I’m going to publish A Speccy Man Has A Breakdown. Limited edition, 25 copies(?), numbered and signed. I’ll sell it directly from my website, and I’ll pay 15% of my profits to my agent Jaime – because he supports me as an author, not just on individual books, and I want him to care about this one as much as any other.
The book could be assembled in two days. It comprises 50 to 150 pictures, with an overarching story about my 2017/18 breakdown, my time in psychiatric hospital, and my subsequent recovery. Some parts are very raw – I made many of the pictures while I was actually in hospital – but it also contains real humour. People are touched by the openness when I’ve shared it. Format: A5, pictures in sequence, handwritten-style text in the gaps, the way I tell the story when I deliver the picture-led talks. Send to printer. Hardback. Done.
So why isn’t it done already?
Two reasons, both of them circular traps.
- I keep telling myself I need to be like Maira Kalman, whom I deeply admire. When she puts out a new picture-led book she sends one email newsletter – a few words, a few spreads – and that’s it. None of the marketing apparatus I imagine I’ll need. But Maira Kalman has a large, devoted audience built over decades. I’m not trying to be her; I’m trying to borrow her instinct, which is: trust the work. That instinct I can use right now. And for a signed edition of 25 copies, I don’t need her audience. I probably already know enough people.

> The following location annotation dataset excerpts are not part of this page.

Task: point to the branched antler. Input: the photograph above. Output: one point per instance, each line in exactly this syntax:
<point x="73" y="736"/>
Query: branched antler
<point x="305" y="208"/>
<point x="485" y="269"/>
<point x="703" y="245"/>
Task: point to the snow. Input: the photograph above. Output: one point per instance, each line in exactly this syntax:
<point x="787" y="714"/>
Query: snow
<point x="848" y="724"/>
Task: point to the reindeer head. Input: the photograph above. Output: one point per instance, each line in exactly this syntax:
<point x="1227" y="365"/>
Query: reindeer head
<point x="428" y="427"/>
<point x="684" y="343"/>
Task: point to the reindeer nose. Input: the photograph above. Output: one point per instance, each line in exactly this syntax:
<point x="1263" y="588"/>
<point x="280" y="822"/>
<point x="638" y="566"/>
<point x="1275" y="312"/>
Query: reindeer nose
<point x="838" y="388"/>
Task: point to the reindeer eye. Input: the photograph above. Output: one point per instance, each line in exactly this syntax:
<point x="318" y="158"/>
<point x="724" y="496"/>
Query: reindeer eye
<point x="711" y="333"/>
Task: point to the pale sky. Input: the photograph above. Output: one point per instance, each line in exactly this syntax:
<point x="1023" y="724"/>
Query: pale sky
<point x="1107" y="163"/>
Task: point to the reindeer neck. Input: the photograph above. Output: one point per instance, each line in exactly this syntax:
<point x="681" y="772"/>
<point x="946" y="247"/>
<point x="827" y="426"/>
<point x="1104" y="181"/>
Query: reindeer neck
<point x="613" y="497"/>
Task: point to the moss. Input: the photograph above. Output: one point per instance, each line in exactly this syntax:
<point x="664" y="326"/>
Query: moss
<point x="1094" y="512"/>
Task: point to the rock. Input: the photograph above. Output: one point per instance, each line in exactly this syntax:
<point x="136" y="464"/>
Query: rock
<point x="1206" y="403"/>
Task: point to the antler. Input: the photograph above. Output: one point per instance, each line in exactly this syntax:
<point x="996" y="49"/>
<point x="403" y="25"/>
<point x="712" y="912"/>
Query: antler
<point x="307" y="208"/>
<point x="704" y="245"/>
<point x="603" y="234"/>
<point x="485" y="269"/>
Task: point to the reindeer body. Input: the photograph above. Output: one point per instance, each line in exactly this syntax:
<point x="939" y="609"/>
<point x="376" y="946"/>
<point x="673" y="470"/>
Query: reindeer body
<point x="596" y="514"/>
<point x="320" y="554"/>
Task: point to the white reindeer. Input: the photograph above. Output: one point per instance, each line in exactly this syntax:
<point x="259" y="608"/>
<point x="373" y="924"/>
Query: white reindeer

- Cover quotes. A book like this might work better with endorsements from notable figures, and I don’t have those lined up, so I stop. But cover quotes are for books that need credibility borrowed from elsewhere. My credibility is already there – seven books, sixteen languages, and I lived this story. The rawness is the authority.
Both traps are the same trap in different clothes. Both say: this isn’t enough yet. Both are wrong.
There’s also a third thing, which is sillier. I have a second Speccy Man book sitting there – The Speccy Man’s History of Art, 82 pictures of me inserted into classic artworks. It’s funny, and perhaps therefore easier to think about than the breakdown, which was after all a painful episode even if I did make a good recovery. My mind keeps drifting toward it as an alternative.
And my inner gremlin insists I’m not allowed to publish books in quick succession.
Hahaha. Who made that rule?
Two books feed each other. Someone finds the funny art history one and discovers the breakdown book. Or the other way around. And I just become someone who makes things prolifically, which is its own kind of magnetism. Two books by summer is not a mad idea. It’s exactly what I want.
So: book in hands by end of March. Designer briefed. Printer ready.
First task, this afternoon: go through the 300 pictures and choose the ones that make the sequence.